Un juron lui échappa. Elle détestait venir ici et passer entre les mains froides du « docteur » Rolzen en échange d'argent. Hélas, elle n'avait pas le choix : la guerre contre les vampires, et surtout le traité de paix qui en avait découlé, avait achevé les droits des femmes déjà malmenés lors du XXIe siècle...

Interdite de travail, sans mari ou envie d'élever des enfants – le précieux futur de la nation humaine –, vendre ses ovules au plus offrant était le moyen le moins dégradant de survivre. D'autant plus que contre sa présence régulière à la clinique, Rolzen avait accepté de signer le bail de l'appartement qu'elle occupait aujourd'hui, lui procurant le luxe d'un endroit bien à elle.

Un toit et un salaire. Personne dans sa position n'aurait refusé, pas même pour l'inconfort que généraient ses dons.

Son vertige s'amenuisait. Alaia se redressa et fouilla la poche de sa veste à la recherche des deux plaques de médicaments qu'elle y avait glissées ; une d'antibiotiques et une d'anti-inflammatoires, toutes deux dérobées dans une pharmacie de garde bondée – même avec une rentrée d'argent assurée, mieux valait ne pas lésiner sur les économies. Elle avala d'un trait un cachet de la seconde plaquette, mais garda ceux de la première pour les jours à venir, en prévision d'un accès de fièvre potentiel. Rolzen avait beau se prétendre professionnel, il n'en demeurait pas moins qu'il officiait dans l'ombre... Alaia ne désirait prendre aucun risque.

Elle déglutit, remonta sa manche afin de dévoiler sa montre. L'heure affichée sur le cadran lui arracha une insulte ; il ne lui restait qu'une vingtaine de minutes pour rentrer chez elle...

Les règles étaient claires : les heures sombres appartenaient aux monstres, légalement, ils avaient le droit de tuer ou de pomper le liquide sanguin de quiconque se trouvait dehors une fois le soleil couché.

Une grimace déforma ses traits. La cohabitation forcée ainsi que les contraintes et codes qui en découlaient l'insupportaient. Tout le monde était en mesure de prédire que la trêve ne durerait pas... La soif des Dents-Longues était trop insatiable pour être contrôlée longtemps. Quant aux humains, il suffisait de voir à quel point le gouvernement encourageait les femmes à procréer pour saisir que ses membres aspiraient à être en surnombre le jour où les événements dégénéreraient derechef.

Alaia pesta. Elle haïssait les suceurs de sang à l'origine de la situation.
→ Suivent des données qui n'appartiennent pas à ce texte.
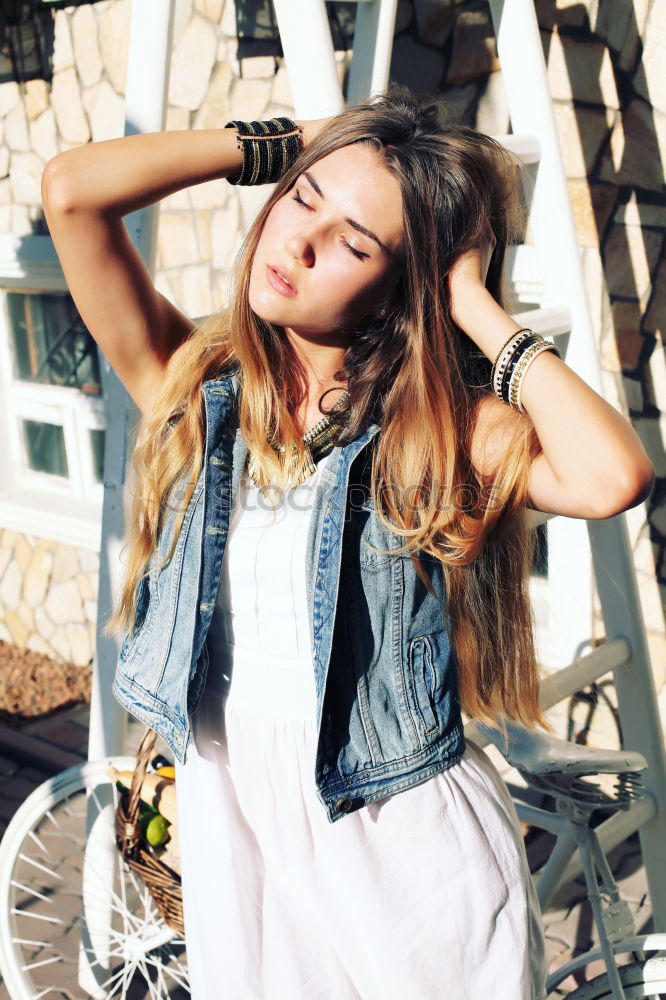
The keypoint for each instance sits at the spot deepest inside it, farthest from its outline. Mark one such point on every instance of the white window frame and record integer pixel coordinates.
(69, 509)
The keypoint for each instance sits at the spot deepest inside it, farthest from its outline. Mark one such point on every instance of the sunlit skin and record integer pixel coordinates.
(336, 273)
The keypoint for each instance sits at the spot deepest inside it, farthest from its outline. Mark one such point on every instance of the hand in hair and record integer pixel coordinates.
(470, 271)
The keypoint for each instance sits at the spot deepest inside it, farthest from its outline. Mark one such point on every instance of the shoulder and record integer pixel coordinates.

Que l'un d'entre eux ait un jour souhaité surfer sur l'engouement populaire que générait sa race suite à une vague de romans et de films sur le sujet dans le but de créer une « famille », elle était capable de le comprendre. Que ladite famille ait profité de cette vague pour charmer de jeunes gens naïfs et se nourrir d'eux, elle y consentait aussi – l'avenir appartenait aux audacieux. En y réfléchissant, elle pouvait également tolérer que d'autres vampires aient décidé de former leur propre clan après avoir constaté le succès que possédait l'originel. Mais jamais, au grand jamais, elle n'accepterait qu'ils aient laissé le nombre de nouveau-nés surpasser le leur jusqu'à perdre le contrôle sur eux et les regarder révéler leur existence aux mortels au point d'obliger ces derniers à entrer en conflit avec eux dans le but d'éviter une extinction de masse.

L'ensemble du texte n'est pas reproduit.